Hatta Cumhurbaşkanı Erdoğan, Türkiye’den ilk kez cumhurbaşkanlığı düzeyinde Sudan'a yapılan bir ziyaret gerçekleştirdi. Türkiye'nin Sevakin Limanı’nın bir bölümünü geçici olarak kullanma hakkını elde ettiğini, böylece bölgeyi bir turizm beldesi ve Kızıldeniz üzerinden Mekke'ye giden hacılar için bir geçiş noktası olarak yeniden inşa edebileceğini açıkladı. Dönemin Sudan Dışişleri Bakanı İbrahim Gandur, Türkiye'nin Sudan'ın Kızıldeniz kıyısında (Sudan'ın Kızıldeniz bölgesinin başkenti ve ülkenin ana limanı olan Port Sudan'ın yaklaşık 60 kilometre güneyinde yer alan bir yarımada olan Sevakin’de) Osmanlı İmparatorluğu döneminden kalma harap haldeki bir limanı yeniden inşa edeceğini ve burada sivil ve askeri gemilerin bakımı için bir donanma tersanesi kuracağını duyurdu.

Türkiye'nin bu girişimi, Sudan’daki barış sürecini ileriye taşıyacak bir ivme noktası olabilir, ancak bunun için başta Cidde Müzakere Platformu olmak üzere diğer müzakere girişimleriyle bütünleşmesi gerekiyor.
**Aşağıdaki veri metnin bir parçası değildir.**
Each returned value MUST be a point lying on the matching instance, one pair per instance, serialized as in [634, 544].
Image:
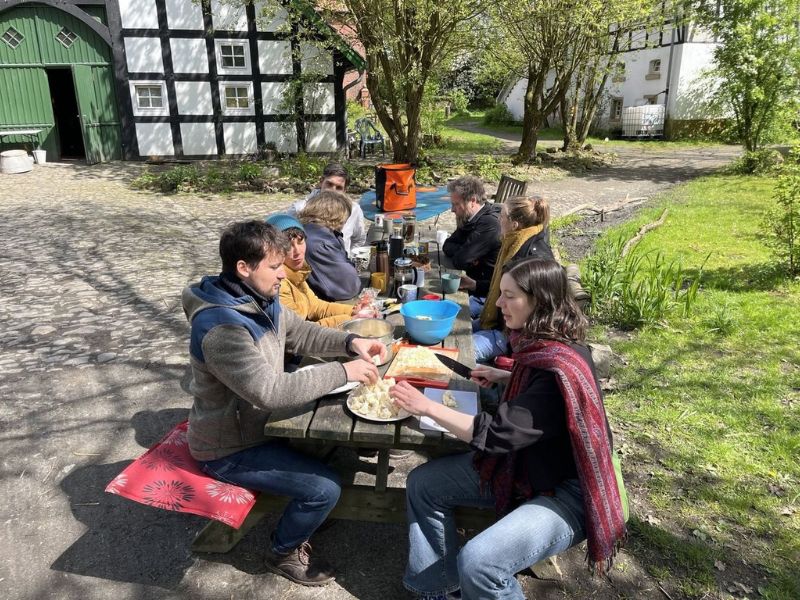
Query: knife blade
[455, 366]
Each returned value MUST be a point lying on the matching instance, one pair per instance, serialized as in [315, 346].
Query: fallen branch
[645, 228]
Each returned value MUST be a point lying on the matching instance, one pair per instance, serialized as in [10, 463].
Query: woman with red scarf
[543, 461]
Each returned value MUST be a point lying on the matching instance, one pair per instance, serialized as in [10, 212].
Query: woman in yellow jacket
[295, 293]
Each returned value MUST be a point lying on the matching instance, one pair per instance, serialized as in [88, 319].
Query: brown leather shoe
[300, 567]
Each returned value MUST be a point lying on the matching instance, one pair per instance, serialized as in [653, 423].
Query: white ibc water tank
[643, 121]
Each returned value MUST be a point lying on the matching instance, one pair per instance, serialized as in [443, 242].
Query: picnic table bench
[329, 424]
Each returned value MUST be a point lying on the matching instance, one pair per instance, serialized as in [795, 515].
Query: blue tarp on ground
[429, 204]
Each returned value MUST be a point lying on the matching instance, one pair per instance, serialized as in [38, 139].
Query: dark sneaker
[300, 567]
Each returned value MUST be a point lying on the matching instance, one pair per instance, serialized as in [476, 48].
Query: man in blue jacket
[474, 245]
[238, 341]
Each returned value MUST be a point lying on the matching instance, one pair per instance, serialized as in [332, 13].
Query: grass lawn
[707, 408]
[555, 134]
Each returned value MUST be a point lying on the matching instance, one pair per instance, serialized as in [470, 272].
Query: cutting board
[432, 375]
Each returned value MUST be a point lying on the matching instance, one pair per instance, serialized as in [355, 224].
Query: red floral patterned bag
[166, 476]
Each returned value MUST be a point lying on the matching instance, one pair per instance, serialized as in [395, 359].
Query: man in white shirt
[335, 178]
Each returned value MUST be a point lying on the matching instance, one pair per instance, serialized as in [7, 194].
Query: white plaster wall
[321, 137]
[198, 138]
[246, 69]
[272, 97]
[240, 138]
[636, 85]
[270, 17]
[184, 14]
[152, 112]
[275, 57]
[189, 55]
[155, 139]
[315, 60]
[514, 101]
[695, 83]
[194, 98]
[283, 135]
[143, 55]
[138, 14]
[228, 16]
[318, 98]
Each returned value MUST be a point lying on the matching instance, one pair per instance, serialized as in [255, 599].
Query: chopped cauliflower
[373, 401]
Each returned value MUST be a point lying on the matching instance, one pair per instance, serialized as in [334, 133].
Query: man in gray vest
[238, 341]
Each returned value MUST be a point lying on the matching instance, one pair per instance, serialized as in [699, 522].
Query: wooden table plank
[294, 427]
[331, 420]
[374, 433]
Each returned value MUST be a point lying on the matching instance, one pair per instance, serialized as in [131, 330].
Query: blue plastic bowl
[441, 314]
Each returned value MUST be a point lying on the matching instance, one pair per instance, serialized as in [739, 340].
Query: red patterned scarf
[586, 422]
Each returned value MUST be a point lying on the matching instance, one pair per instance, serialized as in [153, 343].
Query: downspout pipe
[669, 73]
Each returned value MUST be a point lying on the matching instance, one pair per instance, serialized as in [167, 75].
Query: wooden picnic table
[329, 424]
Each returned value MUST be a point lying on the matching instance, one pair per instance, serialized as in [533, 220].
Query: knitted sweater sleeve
[236, 361]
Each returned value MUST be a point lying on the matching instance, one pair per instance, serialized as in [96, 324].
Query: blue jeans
[486, 565]
[275, 468]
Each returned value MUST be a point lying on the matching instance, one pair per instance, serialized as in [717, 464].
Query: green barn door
[90, 128]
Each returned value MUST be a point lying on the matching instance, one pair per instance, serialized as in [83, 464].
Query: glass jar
[409, 228]
[403, 272]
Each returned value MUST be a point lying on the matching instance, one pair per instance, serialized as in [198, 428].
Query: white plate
[341, 389]
[466, 402]
[403, 414]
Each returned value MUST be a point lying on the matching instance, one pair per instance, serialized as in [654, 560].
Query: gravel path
[93, 369]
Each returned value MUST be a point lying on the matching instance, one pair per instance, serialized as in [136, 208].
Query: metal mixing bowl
[373, 328]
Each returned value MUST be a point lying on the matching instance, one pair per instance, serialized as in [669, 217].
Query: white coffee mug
[407, 292]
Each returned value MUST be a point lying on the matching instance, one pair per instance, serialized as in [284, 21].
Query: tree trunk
[531, 120]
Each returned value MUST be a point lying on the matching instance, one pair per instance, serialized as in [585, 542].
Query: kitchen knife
[455, 366]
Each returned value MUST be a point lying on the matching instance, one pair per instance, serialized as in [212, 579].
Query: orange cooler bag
[395, 188]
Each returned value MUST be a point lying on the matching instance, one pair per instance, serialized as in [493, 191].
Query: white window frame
[245, 46]
[250, 109]
[161, 111]
[15, 37]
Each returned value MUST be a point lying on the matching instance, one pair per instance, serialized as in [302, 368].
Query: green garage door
[35, 39]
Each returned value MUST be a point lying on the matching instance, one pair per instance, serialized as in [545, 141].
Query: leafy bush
[249, 172]
[488, 167]
[303, 167]
[499, 115]
[637, 289]
[757, 162]
[782, 223]
[179, 177]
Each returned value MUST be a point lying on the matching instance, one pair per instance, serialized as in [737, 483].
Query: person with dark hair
[543, 461]
[295, 291]
[333, 277]
[335, 178]
[238, 339]
[474, 244]
[523, 229]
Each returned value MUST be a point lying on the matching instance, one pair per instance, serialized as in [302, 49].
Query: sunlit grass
[709, 405]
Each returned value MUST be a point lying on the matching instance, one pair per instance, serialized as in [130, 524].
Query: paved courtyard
[93, 370]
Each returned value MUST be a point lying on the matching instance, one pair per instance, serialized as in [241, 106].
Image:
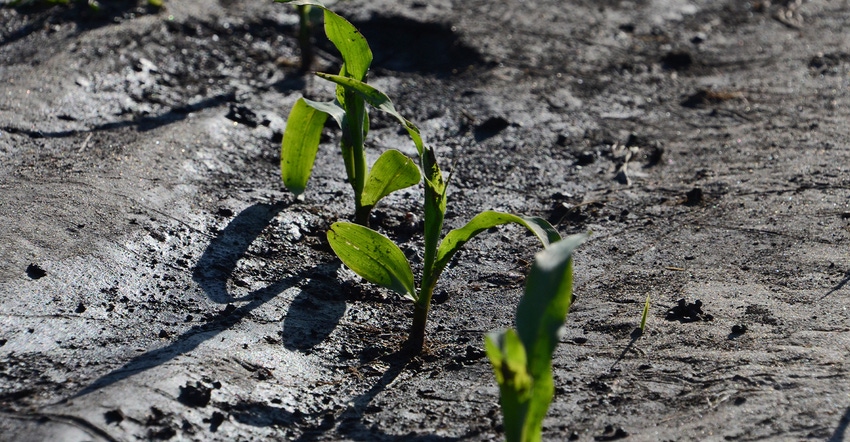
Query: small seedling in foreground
[522, 358]
[392, 170]
[645, 314]
[377, 259]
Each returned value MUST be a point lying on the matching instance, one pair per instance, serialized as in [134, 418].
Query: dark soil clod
[694, 197]
[242, 115]
[490, 128]
[739, 329]
[195, 396]
[35, 272]
[612, 434]
[113, 416]
[216, 420]
[685, 312]
[677, 61]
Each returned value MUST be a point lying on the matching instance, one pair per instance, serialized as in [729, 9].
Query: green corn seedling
[644, 314]
[522, 358]
[377, 259]
[392, 170]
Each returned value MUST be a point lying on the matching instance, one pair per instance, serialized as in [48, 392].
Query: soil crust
[159, 283]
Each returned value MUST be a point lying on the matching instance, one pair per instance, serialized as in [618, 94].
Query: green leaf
[392, 171]
[507, 355]
[331, 108]
[455, 239]
[372, 256]
[300, 144]
[379, 100]
[543, 308]
[350, 43]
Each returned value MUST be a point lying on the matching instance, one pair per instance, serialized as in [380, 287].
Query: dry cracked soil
[157, 282]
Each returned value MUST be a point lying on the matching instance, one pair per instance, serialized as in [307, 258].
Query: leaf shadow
[841, 430]
[316, 310]
[215, 266]
[350, 424]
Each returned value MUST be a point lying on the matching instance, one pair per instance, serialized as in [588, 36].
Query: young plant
[644, 314]
[377, 259]
[522, 358]
[392, 170]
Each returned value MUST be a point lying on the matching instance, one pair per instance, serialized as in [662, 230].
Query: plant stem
[354, 153]
[305, 29]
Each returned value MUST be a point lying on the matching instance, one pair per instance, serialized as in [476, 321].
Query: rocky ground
[159, 283]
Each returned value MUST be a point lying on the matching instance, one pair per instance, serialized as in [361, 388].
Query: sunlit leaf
[372, 256]
[392, 171]
[300, 144]
[543, 308]
[379, 100]
[507, 355]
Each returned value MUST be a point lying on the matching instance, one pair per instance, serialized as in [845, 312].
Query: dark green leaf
[392, 171]
[372, 256]
[300, 144]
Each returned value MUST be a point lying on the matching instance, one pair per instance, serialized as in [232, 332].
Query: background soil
[159, 283]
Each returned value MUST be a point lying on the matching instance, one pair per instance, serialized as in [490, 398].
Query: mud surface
[158, 283]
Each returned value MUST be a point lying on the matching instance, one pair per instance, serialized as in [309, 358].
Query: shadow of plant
[214, 268]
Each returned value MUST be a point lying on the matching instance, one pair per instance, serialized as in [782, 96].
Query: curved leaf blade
[373, 256]
[392, 171]
[507, 355]
[300, 145]
[543, 308]
[350, 43]
[379, 100]
[455, 239]
[356, 55]
[331, 108]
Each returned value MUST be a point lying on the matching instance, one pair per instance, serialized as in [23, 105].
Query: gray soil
[157, 281]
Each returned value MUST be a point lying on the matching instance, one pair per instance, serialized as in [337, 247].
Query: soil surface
[159, 283]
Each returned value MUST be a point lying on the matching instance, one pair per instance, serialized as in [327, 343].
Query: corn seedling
[377, 259]
[522, 358]
[391, 171]
[644, 315]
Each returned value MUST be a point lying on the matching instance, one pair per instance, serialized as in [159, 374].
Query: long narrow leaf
[372, 256]
[507, 355]
[455, 239]
[392, 171]
[543, 309]
[350, 43]
[300, 144]
[331, 108]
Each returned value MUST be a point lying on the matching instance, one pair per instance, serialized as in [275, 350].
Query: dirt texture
[157, 282]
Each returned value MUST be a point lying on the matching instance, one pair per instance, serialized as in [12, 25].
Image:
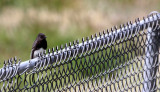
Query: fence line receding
[120, 59]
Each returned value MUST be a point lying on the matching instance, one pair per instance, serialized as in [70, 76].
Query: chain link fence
[124, 59]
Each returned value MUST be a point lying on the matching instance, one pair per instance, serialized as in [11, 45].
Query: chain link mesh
[124, 60]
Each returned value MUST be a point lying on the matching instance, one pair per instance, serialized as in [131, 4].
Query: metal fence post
[151, 60]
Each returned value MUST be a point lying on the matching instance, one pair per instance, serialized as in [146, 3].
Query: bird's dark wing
[34, 44]
[32, 53]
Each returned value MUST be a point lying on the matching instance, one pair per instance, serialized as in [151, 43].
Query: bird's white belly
[36, 52]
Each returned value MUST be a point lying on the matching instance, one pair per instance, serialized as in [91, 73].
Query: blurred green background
[62, 21]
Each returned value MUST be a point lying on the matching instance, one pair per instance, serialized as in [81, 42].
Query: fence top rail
[57, 56]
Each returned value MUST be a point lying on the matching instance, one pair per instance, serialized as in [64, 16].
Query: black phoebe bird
[39, 45]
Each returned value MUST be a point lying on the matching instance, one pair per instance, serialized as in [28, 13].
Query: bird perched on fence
[39, 45]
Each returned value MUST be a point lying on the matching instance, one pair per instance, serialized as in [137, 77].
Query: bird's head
[41, 36]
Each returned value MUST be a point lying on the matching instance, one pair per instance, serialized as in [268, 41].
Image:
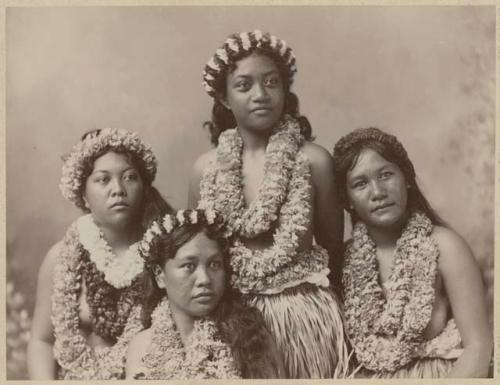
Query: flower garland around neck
[76, 359]
[204, 356]
[387, 330]
[257, 271]
[118, 272]
[281, 150]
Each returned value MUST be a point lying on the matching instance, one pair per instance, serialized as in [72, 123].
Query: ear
[223, 100]
[159, 277]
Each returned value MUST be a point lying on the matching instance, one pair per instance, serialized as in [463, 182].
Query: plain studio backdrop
[425, 74]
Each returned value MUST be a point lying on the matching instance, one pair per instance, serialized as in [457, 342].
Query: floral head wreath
[245, 42]
[94, 143]
[166, 225]
[358, 139]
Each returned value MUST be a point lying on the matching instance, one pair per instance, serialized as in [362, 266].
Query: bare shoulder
[50, 259]
[203, 161]
[141, 341]
[453, 249]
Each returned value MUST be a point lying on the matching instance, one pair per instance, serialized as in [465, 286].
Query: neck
[254, 141]
[120, 238]
[183, 322]
[386, 236]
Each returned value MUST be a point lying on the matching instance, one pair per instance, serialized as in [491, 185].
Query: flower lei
[285, 193]
[118, 272]
[205, 355]
[76, 359]
[107, 138]
[387, 333]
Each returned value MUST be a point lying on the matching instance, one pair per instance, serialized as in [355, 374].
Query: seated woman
[414, 300]
[194, 328]
[89, 282]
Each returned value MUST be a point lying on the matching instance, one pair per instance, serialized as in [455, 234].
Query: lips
[119, 205]
[205, 296]
[382, 206]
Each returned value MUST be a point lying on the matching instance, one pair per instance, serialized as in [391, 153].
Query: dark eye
[359, 184]
[189, 266]
[243, 85]
[216, 264]
[131, 176]
[386, 174]
[272, 81]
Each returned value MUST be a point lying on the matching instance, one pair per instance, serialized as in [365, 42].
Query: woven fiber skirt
[307, 324]
[421, 368]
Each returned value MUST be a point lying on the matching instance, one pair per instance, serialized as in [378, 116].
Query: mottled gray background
[426, 74]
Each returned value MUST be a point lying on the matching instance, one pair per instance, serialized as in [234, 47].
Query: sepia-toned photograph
[244, 192]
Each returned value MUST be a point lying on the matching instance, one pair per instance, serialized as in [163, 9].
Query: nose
[377, 190]
[117, 188]
[202, 276]
[260, 93]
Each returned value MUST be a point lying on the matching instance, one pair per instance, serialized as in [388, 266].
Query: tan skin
[255, 82]
[113, 179]
[376, 182]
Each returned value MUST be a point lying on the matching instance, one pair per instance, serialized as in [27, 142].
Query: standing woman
[89, 283]
[275, 189]
[414, 300]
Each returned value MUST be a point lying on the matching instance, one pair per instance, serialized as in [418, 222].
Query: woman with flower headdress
[89, 283]
[194, 327]
[274, 187]
[414, 301]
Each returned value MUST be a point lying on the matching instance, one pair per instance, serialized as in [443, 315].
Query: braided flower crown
[207, 218]
[92, 144]
[238, 44]
[360, 136]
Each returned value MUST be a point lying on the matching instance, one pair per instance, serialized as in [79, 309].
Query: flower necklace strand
[386, 331]
[203, 357]
[284, 192]
[77, 359]
[118, 272]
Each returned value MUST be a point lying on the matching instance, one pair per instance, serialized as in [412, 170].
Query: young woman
[274, 187]
[194, 328]
[414, 300]
[89, 282]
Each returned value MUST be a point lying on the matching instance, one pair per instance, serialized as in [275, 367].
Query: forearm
[41, 362]
[473, 363]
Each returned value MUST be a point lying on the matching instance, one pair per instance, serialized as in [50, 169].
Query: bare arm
[136, 350]
[465, 290]
[196, 175]
[328, 214]
[41, 362]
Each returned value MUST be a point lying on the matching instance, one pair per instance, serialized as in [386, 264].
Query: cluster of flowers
[18, 333]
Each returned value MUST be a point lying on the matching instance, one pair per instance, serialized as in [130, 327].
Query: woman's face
[255, 93]
[114, 191]
[195, 277]
[376, 189]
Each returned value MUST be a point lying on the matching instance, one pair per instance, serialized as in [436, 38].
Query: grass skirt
[307, 324]
[420, 368]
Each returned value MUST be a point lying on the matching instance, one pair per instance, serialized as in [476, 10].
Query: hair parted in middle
[235, 48]
[345, 156]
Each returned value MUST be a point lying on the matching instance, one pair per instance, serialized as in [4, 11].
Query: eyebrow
[270, 72]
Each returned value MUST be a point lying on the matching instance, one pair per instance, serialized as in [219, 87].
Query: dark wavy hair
[240, 326]
[223, 119]
[345, 156]
[154, 205]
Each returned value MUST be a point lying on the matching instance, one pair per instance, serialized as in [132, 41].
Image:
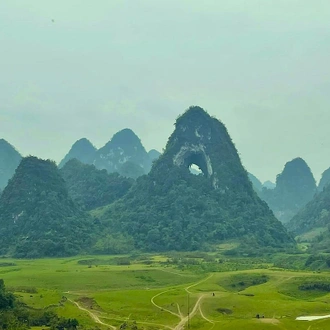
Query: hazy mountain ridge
[325, 179]
[124, 154]
[83, 150]
[37, 216]
[9, 160]
[172, 209]
[91, 188]
[295, 187]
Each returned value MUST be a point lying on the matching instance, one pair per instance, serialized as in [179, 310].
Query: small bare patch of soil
[89, 303]
[267, 320]
[224, 311]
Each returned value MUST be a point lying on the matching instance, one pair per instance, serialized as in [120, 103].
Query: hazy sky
[77, 68]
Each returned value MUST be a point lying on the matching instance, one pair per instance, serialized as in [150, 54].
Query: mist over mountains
[125, 197]
[123, 154]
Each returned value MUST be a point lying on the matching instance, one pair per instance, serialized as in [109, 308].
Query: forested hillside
[171, 209]
[295, 187]
[83, 150]
[9, 160]
[37, 216]
[91, 188]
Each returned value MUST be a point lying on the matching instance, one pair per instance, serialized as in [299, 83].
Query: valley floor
[104, 292]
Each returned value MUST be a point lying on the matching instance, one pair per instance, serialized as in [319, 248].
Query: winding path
[183, 319]
[92, 315]
[196, 308]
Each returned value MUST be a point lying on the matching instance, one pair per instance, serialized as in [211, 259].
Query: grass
[229, 298]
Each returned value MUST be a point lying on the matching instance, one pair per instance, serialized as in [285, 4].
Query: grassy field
[150, 293]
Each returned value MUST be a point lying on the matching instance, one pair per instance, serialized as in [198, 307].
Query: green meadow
[157, 292]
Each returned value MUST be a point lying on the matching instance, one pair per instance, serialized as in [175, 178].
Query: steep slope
[316, 214]
[124, 147]
[268, 185]
[153, 154]
[37, 217]
[171, 209]
[91, 188]
[325, 179]
[295, 187]
[9, 160]
[256, 183]
[83, 150]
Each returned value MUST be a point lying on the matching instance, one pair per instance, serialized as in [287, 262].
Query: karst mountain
[295, 187]
[9, 160]
[37, 216]
[172, 209]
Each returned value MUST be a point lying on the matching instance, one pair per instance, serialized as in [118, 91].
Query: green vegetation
[9, 160]
[38, 218]
[82, 150]
[124, 146]
[156, 292]
[171, 209]
[242, 281]
[295, 187]
[91, 188]
[16, 315]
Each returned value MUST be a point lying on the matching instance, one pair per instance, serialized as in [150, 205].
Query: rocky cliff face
[295, 187]
[172, 209]
[124, 147]
[83, 150]
[9, 160]
[256, 183]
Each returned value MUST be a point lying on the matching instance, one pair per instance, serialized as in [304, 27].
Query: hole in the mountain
[196, 163]
[194, 169]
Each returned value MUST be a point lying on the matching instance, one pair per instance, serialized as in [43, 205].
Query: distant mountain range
[258, 186]
[123, 154]
[171, 209]
[295, 187]
[47, 211]
[120, 197]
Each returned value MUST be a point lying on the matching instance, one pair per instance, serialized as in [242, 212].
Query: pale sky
[80, 68]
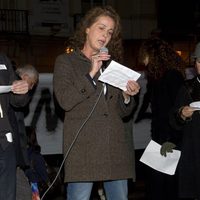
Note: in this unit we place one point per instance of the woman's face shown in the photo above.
(197, 64)
(99, 34)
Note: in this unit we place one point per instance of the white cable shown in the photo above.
(75, 138)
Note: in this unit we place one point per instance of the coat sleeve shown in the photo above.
(183, 99)
(125, 110)
(16, 100)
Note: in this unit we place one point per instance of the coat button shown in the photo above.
(105, 114)
(83, 91)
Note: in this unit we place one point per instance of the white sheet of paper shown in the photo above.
(155, 160)
(5, 89)
(118, 75)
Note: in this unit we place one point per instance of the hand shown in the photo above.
(167, 147)
(19, 87)
(187, 112)
(132, 88)
(97, 61)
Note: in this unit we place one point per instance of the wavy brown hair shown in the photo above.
(162, 57)
(114, 45)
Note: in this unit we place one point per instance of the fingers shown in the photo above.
(132, 88)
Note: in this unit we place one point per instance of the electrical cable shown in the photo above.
(72, 144)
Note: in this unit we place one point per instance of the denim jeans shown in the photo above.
(115, 190)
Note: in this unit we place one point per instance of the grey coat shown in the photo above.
(102, 150)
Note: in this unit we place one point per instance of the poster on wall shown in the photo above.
(49, 17)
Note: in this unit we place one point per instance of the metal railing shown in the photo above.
(14, 21)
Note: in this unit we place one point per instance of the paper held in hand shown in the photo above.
(118, 75)
(5, 88)
(155, 160)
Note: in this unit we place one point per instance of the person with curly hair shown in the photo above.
(96, 147)
(166, 73)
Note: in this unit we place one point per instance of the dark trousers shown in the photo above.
(7, 173)
(161, 186)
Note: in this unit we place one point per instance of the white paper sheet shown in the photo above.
(5, 89)
(118, 75)
(155, 160)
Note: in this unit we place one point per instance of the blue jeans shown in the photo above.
(115, 190)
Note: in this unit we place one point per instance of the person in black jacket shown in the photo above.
(185, 116)
(165, 69)
(15, 96)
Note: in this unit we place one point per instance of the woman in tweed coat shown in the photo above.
(93, 112)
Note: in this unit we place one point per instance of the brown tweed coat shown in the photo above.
(102, 151)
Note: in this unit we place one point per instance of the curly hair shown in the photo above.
(162, 57)
(115, 44)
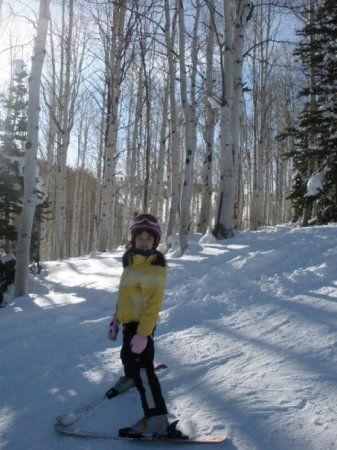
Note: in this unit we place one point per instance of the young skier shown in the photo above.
(139, 302)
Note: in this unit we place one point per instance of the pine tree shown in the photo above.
(314, 192)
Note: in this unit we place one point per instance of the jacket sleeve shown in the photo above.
(152, 287)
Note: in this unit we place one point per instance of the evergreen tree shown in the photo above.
(314, 192)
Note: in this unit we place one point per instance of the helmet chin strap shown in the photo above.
(143, 251)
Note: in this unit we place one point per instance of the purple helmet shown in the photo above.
(148, 223)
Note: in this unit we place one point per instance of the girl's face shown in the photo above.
(144, 240)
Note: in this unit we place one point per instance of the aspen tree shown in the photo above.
(31, 146)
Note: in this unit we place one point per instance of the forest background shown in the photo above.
(208, 114)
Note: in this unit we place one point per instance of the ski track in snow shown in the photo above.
(248, 331)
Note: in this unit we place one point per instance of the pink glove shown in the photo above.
(113, 329)
(138, 343)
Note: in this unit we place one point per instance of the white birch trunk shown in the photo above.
(106, 222)
(174, 146)
(159, 179)
(206, 199)
(235, 16)
(189, 122)
(29, 197)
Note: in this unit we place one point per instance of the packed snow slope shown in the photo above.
(248, 332)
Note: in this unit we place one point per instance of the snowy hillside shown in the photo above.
(248, 332)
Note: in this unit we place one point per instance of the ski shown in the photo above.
(73, 416)
(76, 432)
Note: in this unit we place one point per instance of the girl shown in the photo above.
(139, 302)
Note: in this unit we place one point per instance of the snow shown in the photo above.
(315, 183)
(248, 332)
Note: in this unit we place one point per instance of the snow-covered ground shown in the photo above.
(248, 332)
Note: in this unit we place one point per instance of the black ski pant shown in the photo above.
(141, 369)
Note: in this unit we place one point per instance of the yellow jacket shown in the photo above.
(141, 292)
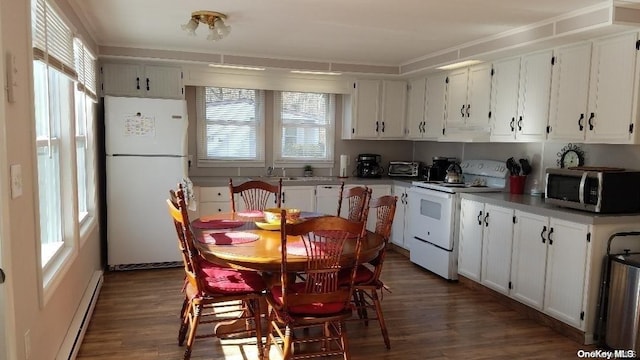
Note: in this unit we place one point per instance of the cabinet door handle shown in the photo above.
(580, 125)
(520, 123)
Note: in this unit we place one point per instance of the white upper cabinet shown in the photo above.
(595, 91)
(467, 99)
(570, 91)
(613, 90)
(520, 97)
(425, 111)
(416, 108)
(154, 81)
(378, 110)
(434, 106)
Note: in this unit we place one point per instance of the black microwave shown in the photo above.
(600, 190)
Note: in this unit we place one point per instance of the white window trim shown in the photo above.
(201, 133)
(278, 161)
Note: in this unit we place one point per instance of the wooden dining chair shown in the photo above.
(357, 199)
(368, 287)
(255, 194)
(214, 287)
(300, 307)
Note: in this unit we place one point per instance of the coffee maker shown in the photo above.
(368, 166)
(438, 170)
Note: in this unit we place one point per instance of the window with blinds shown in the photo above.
(231, 126)
(304, 128)
(52, 39)
(64, 132)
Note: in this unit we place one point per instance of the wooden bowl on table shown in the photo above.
(273, 215)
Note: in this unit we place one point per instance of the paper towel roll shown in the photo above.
(344, 160)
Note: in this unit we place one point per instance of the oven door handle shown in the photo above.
(430, 193)
(583, 181)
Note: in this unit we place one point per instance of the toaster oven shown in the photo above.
(404, 168)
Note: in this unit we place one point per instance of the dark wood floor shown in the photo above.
(136, 317)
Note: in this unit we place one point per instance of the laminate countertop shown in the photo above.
(538, 205)
(210, 181)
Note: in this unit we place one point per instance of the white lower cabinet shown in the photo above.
(327, 199)
(214, 200)
(399, 235)
(548, 265)
(529, 258)
(566, 268)
(496, 247)
(299, 197)
(376, 192)
(470, 245)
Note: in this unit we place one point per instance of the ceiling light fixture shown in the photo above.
(217, 28)
(237, 67)
(459, 64)
(315, 72)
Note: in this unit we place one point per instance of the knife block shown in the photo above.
(516, 184)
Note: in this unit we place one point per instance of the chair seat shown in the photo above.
(209, 268)
(363, 275)
(308, 309)
(226, 281)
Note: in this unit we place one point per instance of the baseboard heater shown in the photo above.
(75, 334)
(146, 266)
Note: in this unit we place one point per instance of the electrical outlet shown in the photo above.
(16, 180)
(27, 344)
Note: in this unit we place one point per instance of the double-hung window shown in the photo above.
(230, 127)
(85, 99)
(304, 129)
(64, 102)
Sudan'daki barış için yürütülen çabaları ilerletmek amacıyla Manama'dan Cenevre'ye, Cibuti’den Moritanya'ya kadar birçok bölgesel girişim oldu. Fakat bu girişimler, uygulanması Sudan hükümetinin herhangi bir müzakereye girmesinin koşullarından biri haline gelen ön anlaşmalara varmayı başaran Cidde Müzakere Platformu’nun ne ötesine geçebildi ne de yerini alabildi. Uluslararası ve bölgesel tarafların bu girişimleri arasında tamamlayıcı roller aramak üzere koordinasyon sağlamaları -ki böyle bir koordinasyon şu an yok- Sudan'da uzayıp giden savaşın kısır döngüsünü kırmada başarının anahtarı olacağına şüphe yok.